Graphics、IOV、Cables

まずは最近公開されたSpecificationの内容から紹介したい。今年5月27日、やっとグラフィック向けの電源規格と言ってもよい"PCI Express 225W/300W High Power Card Electromechanical SpecificationRevision 1.0"がリリースされた。これは要するに2x3ピンあるいは2x4ピンのコネクタを経由して、最大300Wの電力供給を行えるようにするものだ。当初の予定では2H07(2007年後半)に1.0がリリースされる予定だったが、半年ほど遅れた形になる。基本的な内容に変化はないが、実際に見てみるといくつか違いがある。最大のものは、3slotを占有するカードの存在。また細かいところでは

  • 2x3のコネクタが3つ、という仕様が追加された(従来は2x3と2x4が1つずつ、あるいは2x3が2つ、という仕様だった)
  • カードエッジからの電力供給に25Wというオプションが追加された(従来はカードエッジから75W供給を前提にしていた)

などの差が見られる。また、3slotのものは合計1.5kgの重量が許される(2slotだと1kgまで)が、これを保持するリテンションに関しては具体的な構造は明示されず、単に"1kgないし1.5kgを保持できるようにすること"と明記されるに留まっている。このあたりは現状に即しているというべきか、なんと言うか。

150Wではすでに不十分、という話は実際にもうそういう状況になっているわけで、これは現状の追認に過ぎない。もっともこれの策定に携わっている主要メンバーはビデオカードメーカーであり、彼らはまだRev 0.3の頃から規格を先取りして製品化しているわけだから、仕様策定が遅れてもそれほど困らなかったとはいえる

「これは、225W以下のカードは2slotで作れるが、それ以上のものは3slotにする必要があるという意味か?」と聞いたら、「そう思う」との返事。ただこのあたりはさらに質問を投げてあるので、後で回答が来る...といいなぁ

またCableについては、Gen2対応のSpecificationの策定を2月に開始したことが明らかにされた。ただこちらはすでに対応製品が広く出回っている状況であり、コネクタなどに変更はあるかもしれないが、基本的にはスムーズに進むと思われる。

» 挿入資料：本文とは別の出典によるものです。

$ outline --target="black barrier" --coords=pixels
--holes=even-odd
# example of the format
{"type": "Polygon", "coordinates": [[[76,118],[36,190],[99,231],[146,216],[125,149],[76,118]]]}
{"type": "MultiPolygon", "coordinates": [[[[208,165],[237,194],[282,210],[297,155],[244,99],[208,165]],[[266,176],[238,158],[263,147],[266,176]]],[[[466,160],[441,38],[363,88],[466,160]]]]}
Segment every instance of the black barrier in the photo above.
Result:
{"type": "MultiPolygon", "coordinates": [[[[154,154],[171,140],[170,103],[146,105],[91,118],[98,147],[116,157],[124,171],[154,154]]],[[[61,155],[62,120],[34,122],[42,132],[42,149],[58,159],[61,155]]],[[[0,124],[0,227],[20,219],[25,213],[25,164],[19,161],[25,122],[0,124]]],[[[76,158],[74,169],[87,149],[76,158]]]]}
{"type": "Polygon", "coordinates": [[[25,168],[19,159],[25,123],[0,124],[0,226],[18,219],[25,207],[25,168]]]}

次がIOVである。2007年5月にATS(Address Translation Services) 1.0が、ついで2007年11月にはSR-IOV(Single Root I/O Virtualization and Sharing Specificaion) 1.0がリリースされたが、MR-IOV(Multi Root I/O Virtualization and Sharing Specificaion)がリリースされたのは今年5月12日とちょっと遅れた。そもそもSR-IOVがQ3/2007、MR-IOVはQ4/2007という予定だったから、SR-IOVが1四半期遅れ、MR-IOVは半年遅れである。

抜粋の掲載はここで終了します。